Performance

SCAMP is extremely fast, especially on Tesla series GPUs. I belive this repository contains the fastest code in existance for computing the matrix profile. If you find a way to improve the speed of SCAMP, or compute matrix profiles any faster than SCAMP does, please let me know, I would be glad to point to your work and incorporate any improvements that can be made to SCAMP.

Notes on CPU performance

SCAMP’s CPU performance is very good. However, how performant it is depends heavily on the compiler you use. Newer compilers are better, clang v6 or greater tends to work best. Newer versions of GCC can work as well. MSVC tends to be slower. There can be up to a 10x (perhaps more) difference depending on the compiler you use. This is related to how different compilers have varying levels of support for autovectorization.

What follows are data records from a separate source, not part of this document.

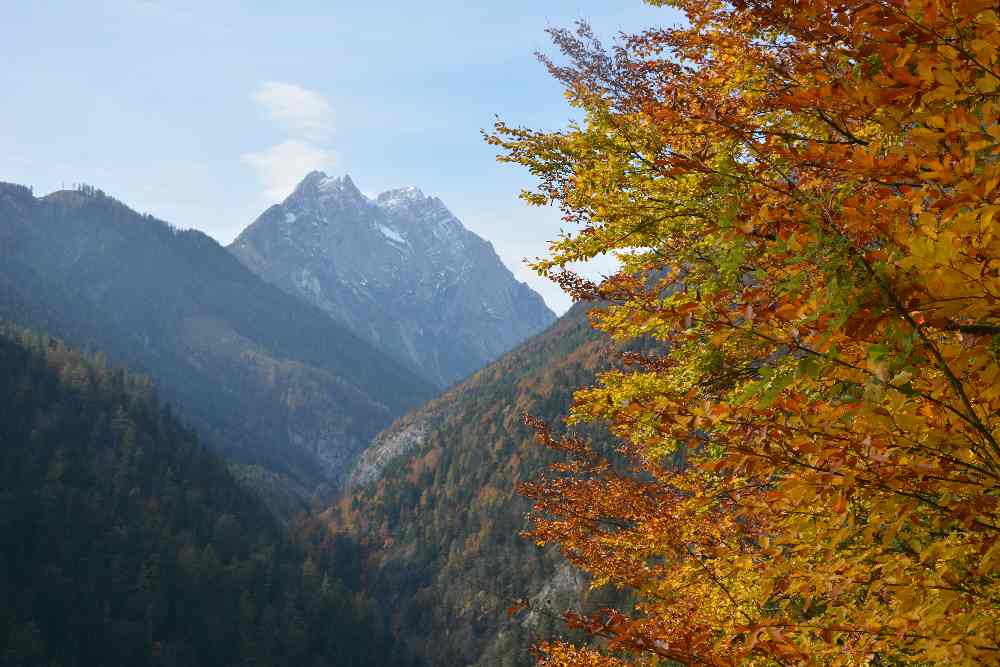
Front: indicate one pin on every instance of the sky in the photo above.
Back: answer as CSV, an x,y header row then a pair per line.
x,y
205,113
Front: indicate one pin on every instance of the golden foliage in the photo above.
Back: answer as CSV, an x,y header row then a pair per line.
x,y
803,197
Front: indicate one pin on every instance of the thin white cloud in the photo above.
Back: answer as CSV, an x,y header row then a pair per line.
x,y
296,109
281,167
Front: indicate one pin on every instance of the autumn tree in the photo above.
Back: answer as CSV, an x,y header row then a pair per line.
x,y
803,199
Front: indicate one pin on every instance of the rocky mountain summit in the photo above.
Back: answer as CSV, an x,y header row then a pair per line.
x,y
265,378
400,270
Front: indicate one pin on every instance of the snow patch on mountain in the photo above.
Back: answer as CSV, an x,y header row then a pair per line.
x,y
392,234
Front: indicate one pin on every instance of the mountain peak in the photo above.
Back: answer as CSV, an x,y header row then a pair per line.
x,y
401,196
318,184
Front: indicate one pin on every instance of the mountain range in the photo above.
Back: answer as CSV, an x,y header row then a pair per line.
x,y
265,378
399,270
309,353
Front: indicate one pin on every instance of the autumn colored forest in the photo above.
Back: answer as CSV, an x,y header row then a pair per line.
x,y
803,198
770,438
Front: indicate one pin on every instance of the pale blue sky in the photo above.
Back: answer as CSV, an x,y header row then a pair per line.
x,y
203,113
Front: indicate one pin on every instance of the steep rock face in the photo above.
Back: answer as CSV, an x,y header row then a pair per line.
x,y
399,270
263,376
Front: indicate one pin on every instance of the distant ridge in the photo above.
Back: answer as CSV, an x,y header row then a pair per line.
x,y
399,269
266,378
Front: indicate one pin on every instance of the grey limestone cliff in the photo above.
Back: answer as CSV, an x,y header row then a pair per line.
x,y
400,270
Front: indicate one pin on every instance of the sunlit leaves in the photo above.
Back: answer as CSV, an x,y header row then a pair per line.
x,y
805,199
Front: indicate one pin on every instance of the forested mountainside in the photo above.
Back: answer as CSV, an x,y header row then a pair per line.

Precomputation performance

When enabling the --ultra_precision flag in the SCAMP CLI, or specifying the precision='ultra' option in pyscamp, the method for precomputing the necessary statisics for the matrix profile computation uses an O(nm) algorithm to compute the subsequence means and norms. This computation can become a bottleneck if you specify an extremely large subsequence length.

The timing results below do not use this option. All experiments were performed in double precision.

Performance Comparisons

The included performance tests showcase SCAMP’s performance up to an input size of 16M datapoints; however, as we have shown in our publications SCAMP is scalable to hundreds of millions of datapoints and even billions of datapoints with the right hardware.

SCAMP GPU Performance

In the figure above we show the runtime in seconds for SCAMP’s various profile types (self-join) on 2 P100 GPUs.

SCAMP KNN Performance

In the figure above we show the runtime in seconds for SCAMP’s approximate KNN (--profile_type=ALL_NEIGHBORS) matrix profile, while varying K and the input size on 2 P100 GPUs.

You can see that SCAMP maintains good performance relative to the baseline 1NN_INDEX matrix profile up to at least K=20, which should be sufficient for almost all practioners. All measurements were made with random data with the initial threshold set to 0 correlation (close to the worst case for KNN).

SCAMP vs Others

The above figure illustrates SCAMP’s performance versus STUMPY which is a popular matrix profile implementation.

As can be seen above SCAMP on 2x P100 GPUs much faster than STUMPY, when STUMPY is running on 16x V100 GPUs, which are about ~2x more powerful than P100s individually. This is several orders of magnitude of difference in processing power.